I took a few pics that I will attach later, but my camera just got too cumbersome to carry with me. If you're thinking of getting up to the Fork...do it. Clear water; not too low. Very nice. Crowds got thick in both places as the day went on.


----------



## brhoff (Sep 28, 2006)

The place do get crowded!

Odd you say that about reminding you of "home waters", I am from the East Coast and it was the first place I found in Ohio that looked like a creek was "supposed" to look like as well.

I nailed that HUGE smallie there last summer and still itch to fish it and KICK myself for not having the cam with me.

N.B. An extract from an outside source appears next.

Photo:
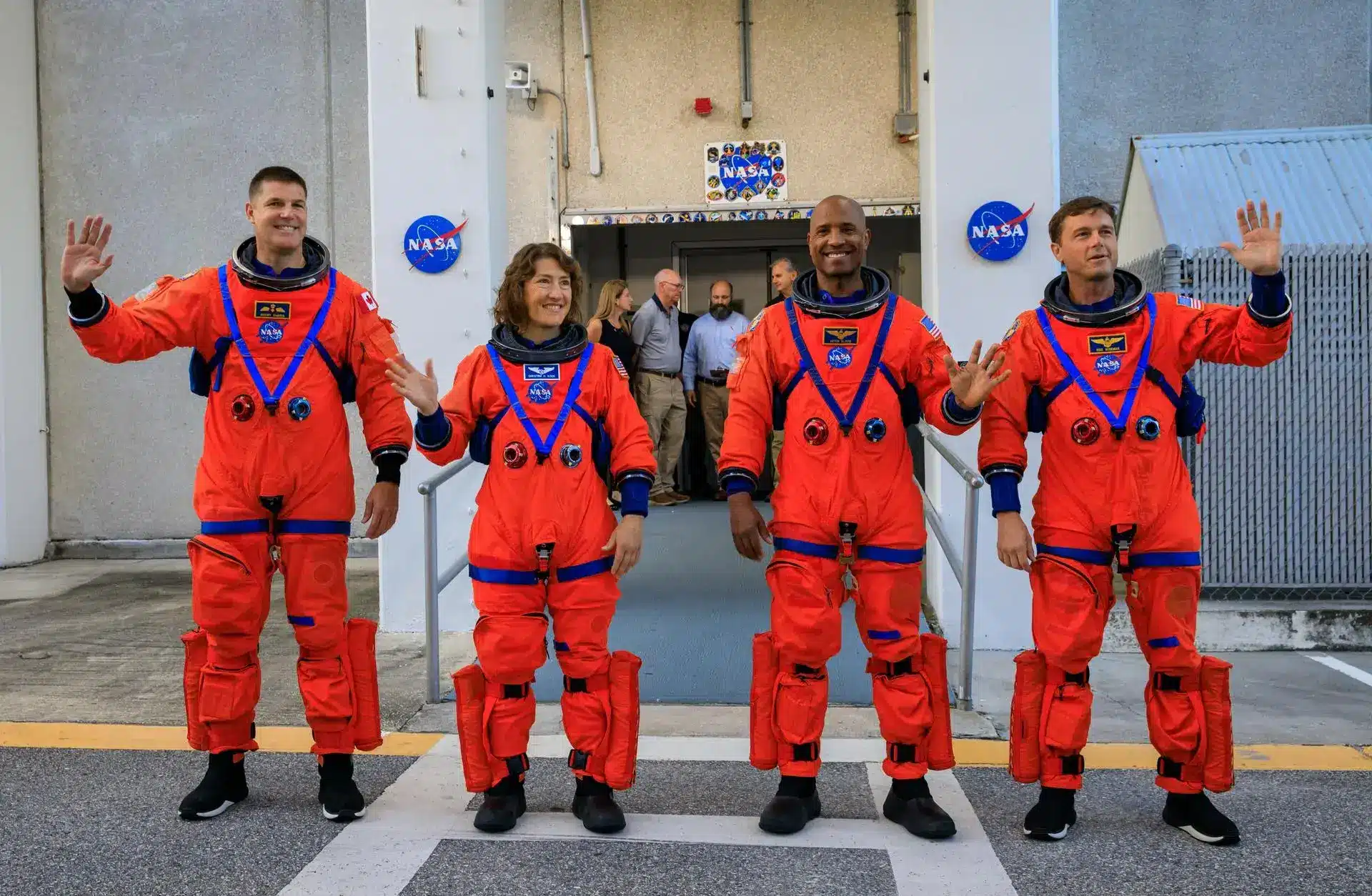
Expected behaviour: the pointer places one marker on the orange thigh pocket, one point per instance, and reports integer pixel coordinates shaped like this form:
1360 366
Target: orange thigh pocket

Glad you got a few up there.

I'll PM the pond info to you in that area...private property but I think you can access it no prob and do nothing illegal.


----------



## ckfowler (Jul 14, 2008)

You inspired me to get out so I put in a couple hours on the Mad on Sat morning. Will put in a separate thread to not steal yours. Have fished by the nursery on CF and done fairly well. Glad to hear you got into some fish!


----------



## fisher person (Jul 2, 2004)

I actually like the state park area much better than G.R. area.
Haven't been down to either this year but I consistly get fish in the s.p
The water at upstream seems less productive. I'm usually looking for faster nymphing water though, not top water


----------



## Tusc.RiverRafter05 (Mar 22, 2005)

Hey just thought I'd comment about those carp. I used to fly fish the clearfork a lot, and I eventually found that it was just as much if not more fun fishing for the carp as the trout. But it definitely took me a long time to figure them out! They are mostly feeding on small crayfish I think. I discovered this after also trying about every other fly in my boxes! I eventually tied up a small brown crayfish imitation and swung it by them and had some luck. The key is to make it act like a real crayfish and swim it slowly away from them instead of trying to drift it into them. They actually will chase it a long way if you present it correctly. I'm certainly no carp expert, but that definitely worked for me!

Here's a shot of the fly I use. There's a brown marabou tail on it, too, that's supposed to represent the crayfish's "claws", but I found that you have to keep the tail about an inch long. Any longer and they won't go for it for some reason!?


----------



## fisher person (Jul 2, 2004)

thanks for the info on carp.
I have caught a couple carp accidentally on small brown wooly buggers while fishing for smallies. what a tremendous fight they put on. I've tried for carp when i've seen then since, and have to say that they are extremely spooky fish. I wish i could hook into a carp occasionally, but I fail too much to keep trying.


Do you sight fish for them??


----------



## JeremyDavis (Jun 24, 2008)

My brother in law and I fished the Clear Fork yesterday evening and caught a grand total of one 4 inch sunfish between the both of us. We started about 6:30 and fished until 8:30, worked upstream from the covered bridge and then moved downstream a little ways. I was fly fishing, used an 18 copper john and then switched to a brown wooly bugger. He used a spinner with a weighted white lil bugger and hooked the sunfish on that. Saw plenty of creek chubs and suckers, but didn't see any trout. Even though we didn't get any trout or fish for that matter, it was still a good time. Very nice river and very quiet once the people clear out. Anytime anyone needs a fishing buddy, let me know. I will gladly go back up there anytime.


----------



## Wild One (Jul 3, 2008)

I finally got around to posting my pics online so I could put em up here.
There are only a few as I got tired of fussing with my camera (I only have a DSLR--but need something small). Hope yous guys enjoy them anyway.

Headin up round sunrise. This is shot through my windshield, but shows the disgustingly thick haze and humidity. Driving between 71 and Butler was like driving through a winter fog....


I was greeted a Good Morning from two adult wild turkeys, and two babies. Pretty cool, but kind of hard to see.


A group of Geese decided to make a little road block I had to wait on.


Covered Bridge: My starting access.


First SMB of the day was a little feller who fell victim to the Feather Body Soft Hackle.


I played around with the camera for a few mintues before taking it back to the truck.


----------